STUDY: Simply Expanding Access To Mental Health Services Isn’t Enough To Prevent Some Acts Of Violence

In the wake of the mass shootings at a Connecticut elementary school in December, the American public began engaging in a national conversation about improving the U.S.’s mental health care system to prevent future tragedies. While improving Americans’ access to mental health services is important, some pro-gun advocates like the NRA have used America’s floundering health care system as a convenient scapegoat for violent crimes, despite the fact that people with mental health problems are not statistically inclined towards violence.

It’s true that poor Americans — who are disproportionately affected by mental disorders — shouldn’t struggle to access the mental health services they need, but the existing barriers to that type of health care is just one flaw in a mental health system that may have even bigger problems.

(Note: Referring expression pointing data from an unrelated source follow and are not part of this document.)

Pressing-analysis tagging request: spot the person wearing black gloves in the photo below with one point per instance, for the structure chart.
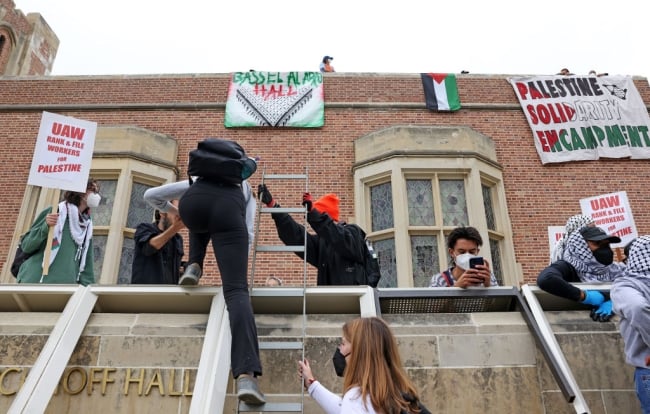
(337, 249)
(587, 258)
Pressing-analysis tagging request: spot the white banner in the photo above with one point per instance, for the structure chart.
(275, 99)
(612, 213)
(577, 118)
(63, 153)
(555, 233)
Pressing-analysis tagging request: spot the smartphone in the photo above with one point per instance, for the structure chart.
(473, 261)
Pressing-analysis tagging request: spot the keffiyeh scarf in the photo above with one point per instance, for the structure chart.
(638, 262)
(578, 254)
(81, 231)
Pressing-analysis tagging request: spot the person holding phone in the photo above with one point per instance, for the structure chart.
(467, 269)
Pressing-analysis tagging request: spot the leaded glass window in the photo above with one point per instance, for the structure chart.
(99, 247)
(102, 214)
(454, 203)
(124, 272)
(385, 250)
(488, 207)
(425, 259)
(381, 206)
(139, 210)
(420, 202)
(496, 260)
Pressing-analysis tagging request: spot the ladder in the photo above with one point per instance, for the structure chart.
(283, 407)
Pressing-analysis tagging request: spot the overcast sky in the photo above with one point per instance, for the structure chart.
(410, 36)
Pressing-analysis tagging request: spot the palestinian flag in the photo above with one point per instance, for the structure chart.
(440, 91)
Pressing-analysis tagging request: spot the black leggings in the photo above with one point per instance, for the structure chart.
(220, 211)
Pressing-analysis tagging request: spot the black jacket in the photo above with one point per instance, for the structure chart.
(337, 249)
(151, 266)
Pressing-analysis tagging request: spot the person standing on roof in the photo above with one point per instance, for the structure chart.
(326, 64)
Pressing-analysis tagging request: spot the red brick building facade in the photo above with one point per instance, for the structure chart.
(28, 45)
(364, 115)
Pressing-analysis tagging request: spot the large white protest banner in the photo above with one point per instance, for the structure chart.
(584, 117)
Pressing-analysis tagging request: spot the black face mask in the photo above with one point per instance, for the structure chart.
(339, 362)
(604, 255)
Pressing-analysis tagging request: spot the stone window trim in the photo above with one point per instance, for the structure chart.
(399, 153)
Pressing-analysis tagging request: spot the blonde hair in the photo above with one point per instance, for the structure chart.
(376, 368)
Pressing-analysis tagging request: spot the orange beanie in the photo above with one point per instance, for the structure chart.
(329, 203)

New research published in the medical journal JAMA Psychiatry suggests that mental health treatments may not be effective until the U.S. reforms the way they are administered.

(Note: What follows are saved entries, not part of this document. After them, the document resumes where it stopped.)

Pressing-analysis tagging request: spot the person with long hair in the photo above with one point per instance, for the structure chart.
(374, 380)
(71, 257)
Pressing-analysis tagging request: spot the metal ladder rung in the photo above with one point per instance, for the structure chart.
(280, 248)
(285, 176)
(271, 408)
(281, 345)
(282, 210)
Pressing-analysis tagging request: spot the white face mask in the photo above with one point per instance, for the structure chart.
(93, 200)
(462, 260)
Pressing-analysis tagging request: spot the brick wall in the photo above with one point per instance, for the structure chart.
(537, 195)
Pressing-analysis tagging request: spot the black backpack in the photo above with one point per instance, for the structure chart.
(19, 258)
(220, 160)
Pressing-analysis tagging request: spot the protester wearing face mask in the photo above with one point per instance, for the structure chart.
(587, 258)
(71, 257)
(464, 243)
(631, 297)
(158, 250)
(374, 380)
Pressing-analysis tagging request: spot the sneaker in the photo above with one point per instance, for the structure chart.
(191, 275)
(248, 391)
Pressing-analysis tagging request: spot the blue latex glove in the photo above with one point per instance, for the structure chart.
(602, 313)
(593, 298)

According to the study, even though 55 percent of suicidal teenagers had actually received some form of treatment for their depression, that alone was not enough to prevent them from attempting suicide in the absence of comprehensive medical procedures that take disparate mental health issues into account:

Previous studies have had similar findings, based on smaller, regional samples. But the new study is the first to suggest, in a large nationwide sample, that access to treatment does not make a big difference.


The study suggests that effective treatment for severely suicidal teenagers must address not just mood disorders, but also behavior problems that can lead to impulsive acts, experts said. According to the Centers for Disease Control and Prevention, 1,386 people between the ages of 13 and 18 committed suicide in 2010, the latest year for which numbers are available.

“I think one of the take-aways here is that treatment for depression may be necessary but not sufficient to prevent kids from attempting suicide,” said Dr. David Brent, a professor of psychiatry at the University of Pittsburgh, who was not involved in the study. “We simply do not have empirically validated treatments for recurrent suicidal behavior.”

The lack of holistic treatment to address all areas of mental health — rather than simply focusing on one part of the larger issue — isn’t unique to depression and suicidal teens. Americans with eating disorders often find themselves with spotty benefits and lack comprehensive care due to the complex, wide-ranging physical and mental manifestations of their sickness. Any effort to truly reform America’s mental health system must begin with a basic understanding of the various ways that a patient’s disorder might manifest itself, and how it relates to other aspects of the patient’s medical history.